Nous leur avions déjà fourni les kits de bases. Nous avions vu naître les demandes les plus fantaisistes, depuis que l’intervention avait commencé. Je n’aimais pas trop aller au camp, où je passais quand même pas mal de temps. Il était difficile d’expliquer que non, nous n’étions pas des envoyés spéciaux du Père Noël, ni du grand consumérisme, et que non, nous ne pouvions pas accéder à toutes les demandes, et que de plus nous n’étions là que pour assister les sinistrés, et les sinistrés seulement. Mais, venus d’ici et d’ailleurs, nombreux étaient ceux qui cherchait à profiter du malheur des autres. La liste des sinistrés avait été falsifiée, le jour de la distribution des fameux kits, des amis d’amis d’on ne sait pas qui, nullement les pieds dans l’eau, avaient été rajoutés. Mais le staff national avait découvert la supercherie à temps, heureusement parce qu’on aurait manqué de kits, sinon.

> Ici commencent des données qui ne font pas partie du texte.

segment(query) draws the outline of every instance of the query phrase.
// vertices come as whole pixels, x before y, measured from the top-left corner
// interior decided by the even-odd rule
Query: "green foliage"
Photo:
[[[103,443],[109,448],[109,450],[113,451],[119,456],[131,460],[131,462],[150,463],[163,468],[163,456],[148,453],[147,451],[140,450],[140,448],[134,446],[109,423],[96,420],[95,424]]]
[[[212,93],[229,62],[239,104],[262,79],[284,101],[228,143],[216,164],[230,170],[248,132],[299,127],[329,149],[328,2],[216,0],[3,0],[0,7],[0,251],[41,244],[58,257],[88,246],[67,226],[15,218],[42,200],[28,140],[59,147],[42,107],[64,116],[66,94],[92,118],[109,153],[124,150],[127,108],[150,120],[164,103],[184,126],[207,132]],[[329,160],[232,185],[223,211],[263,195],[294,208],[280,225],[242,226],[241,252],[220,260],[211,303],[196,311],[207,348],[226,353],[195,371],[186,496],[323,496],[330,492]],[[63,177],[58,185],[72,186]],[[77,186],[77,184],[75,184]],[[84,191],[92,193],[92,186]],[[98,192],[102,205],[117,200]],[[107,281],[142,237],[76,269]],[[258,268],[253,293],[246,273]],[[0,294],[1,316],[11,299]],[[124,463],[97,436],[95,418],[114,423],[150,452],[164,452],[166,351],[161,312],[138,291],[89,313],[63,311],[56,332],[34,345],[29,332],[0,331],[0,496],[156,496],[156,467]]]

Et quotidiennement, il fallait repousser, poliment, avec le sourire, mais malgré tout fermement, ceux qui venaient quémander des bottes en caoutchouc, des toiles en plastique, un kit en échange de quelques pièces, des bidons… Et en regardant autour de moi ce village ravagé, je les comprenais. Ils en bavaient tous, inondés ou pas. Et ça rendait les choses encore plus difficiles. Des femmes s’approchaient de moi et formulaient leur demande, le sourire mauvais. Le staff national, lui, nous rapportait que des voisins, des amis d’amis, venaient les voir, puis, face au refus, clamaient à qui voulait les entendre à quel point ils étaient méchants. Et on ne pouvait rien y faire. Que répéter, comme des perroquets maniaques, que c’étaient seulement les sinistrés, qu’il fallait être sur la liste.
Je crois que le pire, c’était les demandes de nourriture. C’est vital la nourriture. Mais ce n’est pas notre domaine. Et il y avait deux autres ONG sur la brèche, plus les autorités locales, qui s’en occupaient, de la nourriture.
Nous, ce qu’on cherchait vraiment à éviter, c’était le choléra. Histoire de ne pas rajouter de la m… là où il y en a déjà suffisamment. Ce qu’on fournissait, c’était de l’eau. Les citernes de l’école avaient été souillées par la pluie, l’eau qui en sortait était invariablement maronnasse. Il avait fallu installer des citernes gonflables, qui trônaient, gigantesques, jaunes, et providentielles, dans la cour de l’école. Stabilisées par un socle de sable acheté sur place, ce qui ne manquait pas d’ironie.
Un camion-citerne bleu roi venait les approvisionner quotidiennement. Camion dont le chauffeur balbutiait à peine l’anglais, ce qui me compliquait singulièrement l’existence, soit dit en passant. Et regarder les femmes remplir leur jerrycans d’eau potable, les enfants remplir leurs verres au robinet et boire avidement, réchauffait le cœur de toute l’équipe.
De l’eau, et une assistance médicale. A quelques mètres des rives du lac et des champs noyés d’eau stagnante, le paludisme se répandait sur le camp comme un suaire. Nous avions fourni des médicaments en quantité au dispensaire du village, et payions les consultations. Ça fonctionnait bien, le camp entier avait pu se faire soigner.
Et l’épidémie tant redoutée n’avait pas eu lieu. Le camp avait fermé quelques jours avant Noël, les champs avaient fini par sécher, grâce au vent – comme quoi – et les familles étaient rentrées chez elles. Nous avions démonté nos deux monstres de citernes, finalement pas si encombrantes, une fois pliées dans le coffre du pick-up. Les villageois avaient reçu de quoi continuer à traiter l’eau, une fois rentrés chez eux. Ça avait marché. Pas d’épidémie.
La petite école avait rouvert ses portes normalement, pour la rentrée. Les écoliers y portaient un uniforme vert tendre et rose. La cour était redevenue propre. Tout était calme.